Background: Childhood maltreatment is theorized to undermine the development
of mentalizing and to disrupt the consolidation of healthy narcissism and the integration of
personality at the level of affect and interpersonal regulation. Consistent with this,
mentalizing can be expected to mediate the relationship between childhood maltreatment and
vulnerable and grandiose narcissism as well as borderline personality traits, but this has not
been examined in adolescents.
Objective: The aim of this study was to examine associations between childhood
maltreatment and adolescent personality disorder traits and test the mediating role of
mentalizing in a sample of 263 adolescents and young adults aged 12 to 21.

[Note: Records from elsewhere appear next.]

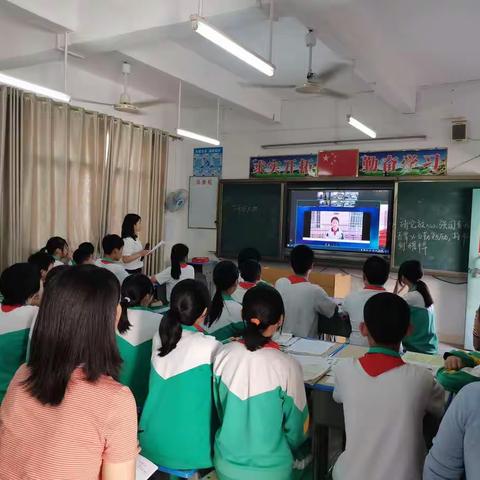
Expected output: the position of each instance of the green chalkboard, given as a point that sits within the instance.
(433, 224)
(250, 217)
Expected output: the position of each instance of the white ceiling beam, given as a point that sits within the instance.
(189, 67)
(353, 32)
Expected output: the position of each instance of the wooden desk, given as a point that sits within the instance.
(337, 285)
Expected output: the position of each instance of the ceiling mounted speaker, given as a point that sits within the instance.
(459, 131)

Methods: Participants recruited from schools and a tertiary institution completed the
Childhood Experiences of Care and Abuse Questionnaire (CECA-Q), the Borderline
Personality Features Scale for Children (BPFS-C), the Pathological Narcissism Inventory
(PNI) and the Reflective Function Questionnaire for Youth (RFQ-Y).

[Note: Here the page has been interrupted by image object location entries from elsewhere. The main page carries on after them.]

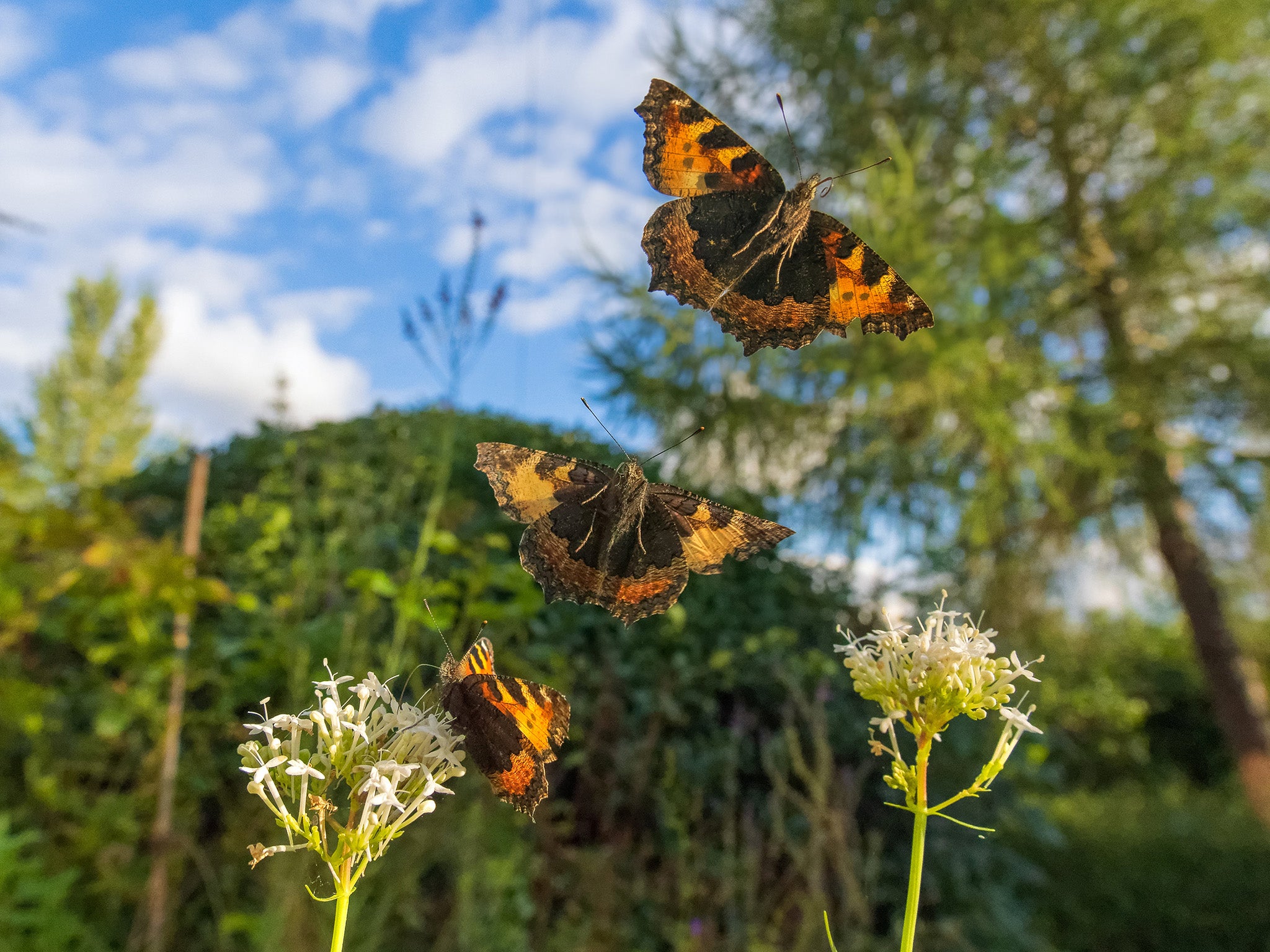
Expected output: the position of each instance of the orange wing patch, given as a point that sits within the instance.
(528, 483)
(711, 532)
(479, 659)
(540, 712)
(516, 782)
(548, 559)
(689, 151)
(511, 728)
(864, 286)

Results: Adolescents with histories of sexual and physical abuse reported significantly more
borderline personality features, as well as vulnerable and grandiose narcissism. They also
reported signficantly more mentalizing difficulties including confusion regarding mental
states and excessive certainty regarding mental states of others. Confusion regarding mental
states partially mediated the relation between emotional abuse and borderline personality
traits, as well as vulnerable and grandiose narcissism. Excessive certainty regarding the
mental states of others mediated the relationship between childhood experiences of role
reversal and grandiose narcissism.
Conclusion: The findings are consistent with a mentalization model of adolescent
personality difficulties and show that the relation between childhood maltreatment and
personality disorder traits in adolescents may be in part understood in terms of the impact of
such experiences on different dimensions of mentalizing.